I don't think this guy has a leg to stand on. According to INPI, you cannot trademark a single word that "designates" your services or product. Thus you could not trademark words such as "Hairdresser" or Hairdressing" (but "ABC Hairdresser" is OK). And this completely understandable. Imagine a world in which words such as beef or fruit would be tramde marks!

A quick look in the French trademark database shows that there is no registration for "Accommodation" (but there for "accommodationonline").
posted by bluefrog at 1:25 PM on March 31, 2008 [1 favorite]


I'm not even close to being a lawyer so take no notice of me at all but surely there is something generic about the word "accommodation". Does the other guy actually have a registered company or some other legal entity called accommodation?
posted by tetranz at 1:26 PM on March 31, 2008


According to Jessamyn's update, the name of the company is not just "Accommodation" but "[Place Name] Accommodation" (so "Paris Accommodation" or something) and the name "is not trademarked". Please, all you non-French-lawyers, feel free to render additional useful legal advice based on these new facts.

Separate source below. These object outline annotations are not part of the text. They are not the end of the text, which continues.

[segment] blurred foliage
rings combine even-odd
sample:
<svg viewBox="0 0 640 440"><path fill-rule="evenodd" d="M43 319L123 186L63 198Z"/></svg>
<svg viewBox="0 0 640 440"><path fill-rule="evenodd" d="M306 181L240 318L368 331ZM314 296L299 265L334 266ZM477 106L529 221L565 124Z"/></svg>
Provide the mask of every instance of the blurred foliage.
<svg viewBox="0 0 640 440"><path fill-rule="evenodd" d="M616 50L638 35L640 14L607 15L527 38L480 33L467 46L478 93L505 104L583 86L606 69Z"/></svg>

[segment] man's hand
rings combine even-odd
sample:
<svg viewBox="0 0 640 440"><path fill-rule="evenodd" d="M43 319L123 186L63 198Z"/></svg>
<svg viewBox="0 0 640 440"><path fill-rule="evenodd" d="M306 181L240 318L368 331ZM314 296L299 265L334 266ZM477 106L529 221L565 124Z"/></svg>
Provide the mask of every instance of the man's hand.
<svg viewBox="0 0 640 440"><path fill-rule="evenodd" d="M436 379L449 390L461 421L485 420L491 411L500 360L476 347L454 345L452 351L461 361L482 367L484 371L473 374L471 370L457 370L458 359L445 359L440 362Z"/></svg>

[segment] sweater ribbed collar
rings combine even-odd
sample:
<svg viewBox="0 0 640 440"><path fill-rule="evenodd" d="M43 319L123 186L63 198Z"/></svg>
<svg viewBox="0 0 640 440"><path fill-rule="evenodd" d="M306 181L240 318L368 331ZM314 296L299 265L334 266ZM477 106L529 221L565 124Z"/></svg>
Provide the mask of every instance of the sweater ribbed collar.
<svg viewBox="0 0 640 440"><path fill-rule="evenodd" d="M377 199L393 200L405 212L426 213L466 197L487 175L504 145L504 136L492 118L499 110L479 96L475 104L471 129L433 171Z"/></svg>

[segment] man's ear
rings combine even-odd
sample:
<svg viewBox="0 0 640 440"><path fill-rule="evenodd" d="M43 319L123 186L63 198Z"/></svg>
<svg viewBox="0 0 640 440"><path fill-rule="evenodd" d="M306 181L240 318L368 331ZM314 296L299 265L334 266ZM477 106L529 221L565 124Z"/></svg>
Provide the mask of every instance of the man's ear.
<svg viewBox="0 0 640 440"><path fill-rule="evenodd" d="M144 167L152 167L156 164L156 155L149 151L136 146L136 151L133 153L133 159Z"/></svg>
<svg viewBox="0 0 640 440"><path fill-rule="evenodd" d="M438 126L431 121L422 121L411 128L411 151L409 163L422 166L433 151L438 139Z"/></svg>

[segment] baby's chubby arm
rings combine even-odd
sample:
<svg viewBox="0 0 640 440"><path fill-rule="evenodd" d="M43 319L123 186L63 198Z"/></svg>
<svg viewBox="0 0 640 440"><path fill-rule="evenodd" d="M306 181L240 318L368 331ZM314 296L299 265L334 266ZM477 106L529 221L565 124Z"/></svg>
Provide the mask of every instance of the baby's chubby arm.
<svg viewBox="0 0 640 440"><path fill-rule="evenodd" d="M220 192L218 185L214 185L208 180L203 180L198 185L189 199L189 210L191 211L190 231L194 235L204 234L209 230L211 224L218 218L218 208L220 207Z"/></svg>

Please, get a lawyer, OP. In case it's clear there are a lot of idiots who know nothing about the law who are happy to tell you you have nothing to worry about. They may be right. They may also be very wrong. This is yet another area of the law where the Courts, at least in the U.S. disagree with the non-lawyer Internet geeks over and over and over again. Guess whose opinion matters.
posted by The Bellman at 1:33 PM on March 31, 2008


Metafilter: I am not your French lawyer.

[on topic: The Bellman's right. Free advice sounds great and feels good. Until shortly before that moment of time when everyone gets to say, "Aw geez, sorry about that," and walks away.]
posted by lothar at 1:55 PM on March 31, 2008


The Bellman, keep in mind that we don't have any information that the friend actually bought a keyword, which all of the cases you cite involve. The poster wrote:

someone is threatening to sue him if his site continues to come up in google searches for his company name

I'm close but not quite in the "get a lawyer" camp, mainly because we don't know if the friend's company is just coming up in the first ten results when someone types [PLACENAME ACCOMODATIONS], which seems to my unlawyerly eyes a sign the complainer is a crank or a jerk and could probably be pawned off with a polite letter saying you're happy to comply with all relevant law and will be happy to show any formal complaint to your lawyer when it arrives.
posted by mediareport at 6:14 AM on April 1, 2008


Oops, missed the implication of a keyword, sorry.